Her music belongs to the exciting and hesitant in-between, that time of night when plans with friends are often as hazy as the pink dusk sky. Pax readily agrees with this too, expressing how she always thinks about music in terms of a colour palette. “I feel like sweet and nostalgic sounds and dusk are soft pink...the feeling is soft because you’re coming from that compassion.”

A sense of longing seems to pervade the songs, be it for a forgotten friendship or a lost love. “Come and dance when the moon is thick / I wanna be more than a move / be more than just a quick think about it’ / come on think about it” she implores on “Blur”. Pax sees it similarly but expresses it differently as nostalgia: “It’s more conceptual nostalgia, not necessarily for a person. Just like that conceptual idea of missing something or being happy or sad that it can’t stay the same.”

When we speak, Pax is about to leave for the studio. It’s little wonder that another EP is already lined up for release after PWR, a sign of the wealth of songs Pax is hoarding. “We’ve got so much material so I’m eager to get it out... We’ve also got an album in our sight so I’m writing with that in mind too,” she says.

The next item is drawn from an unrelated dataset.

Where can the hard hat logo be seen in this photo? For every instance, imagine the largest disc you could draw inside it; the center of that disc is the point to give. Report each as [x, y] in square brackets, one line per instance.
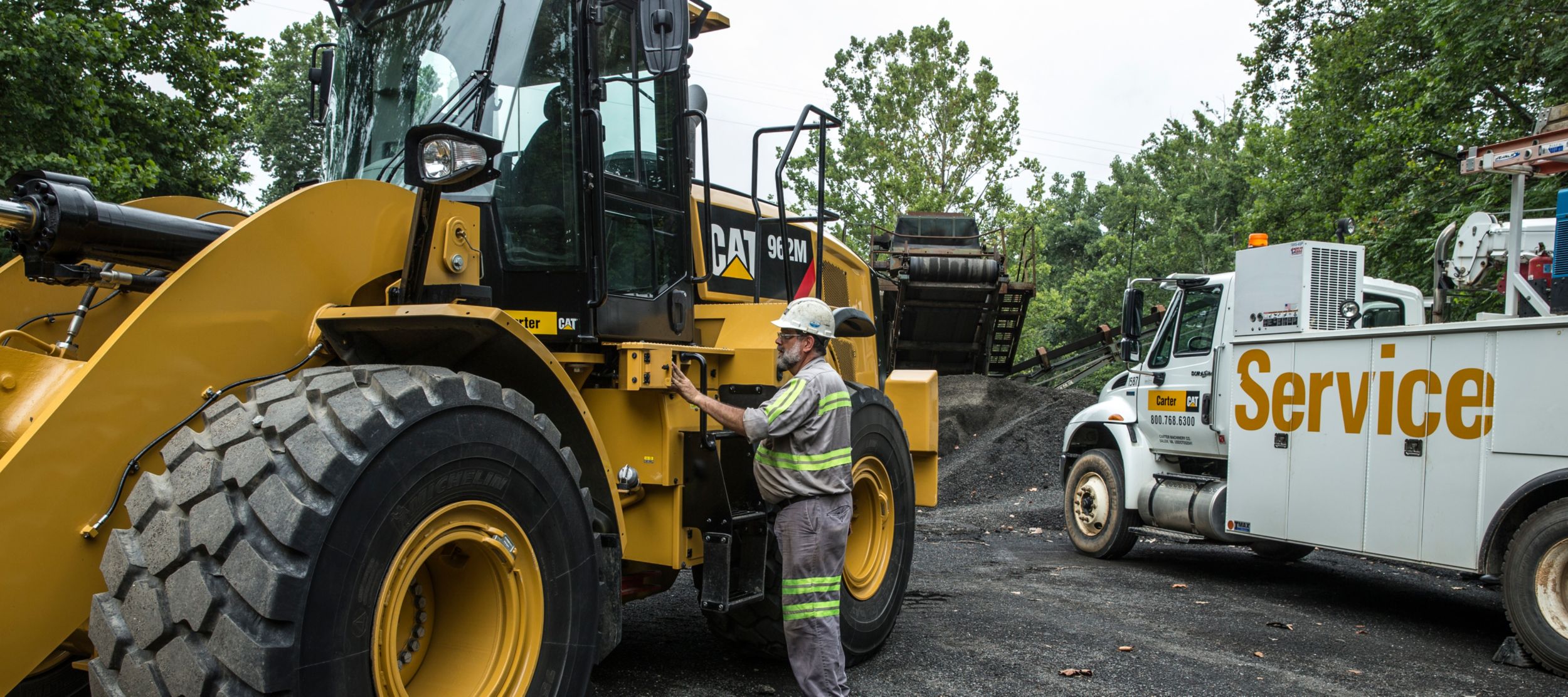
[808, 315]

PWR is short yet sweet, lasting for only three songs, but there isn’t a temptation to rush into a full album just yet. “I’m still enjoying discovering my sound and I think when I do a record I really want to be sure that every track on there is related to each other and it all comes together," Pax refreshingly notes, marking her as an artist content to explore her artistic growth at the same languid but meaningful pace as her own songs.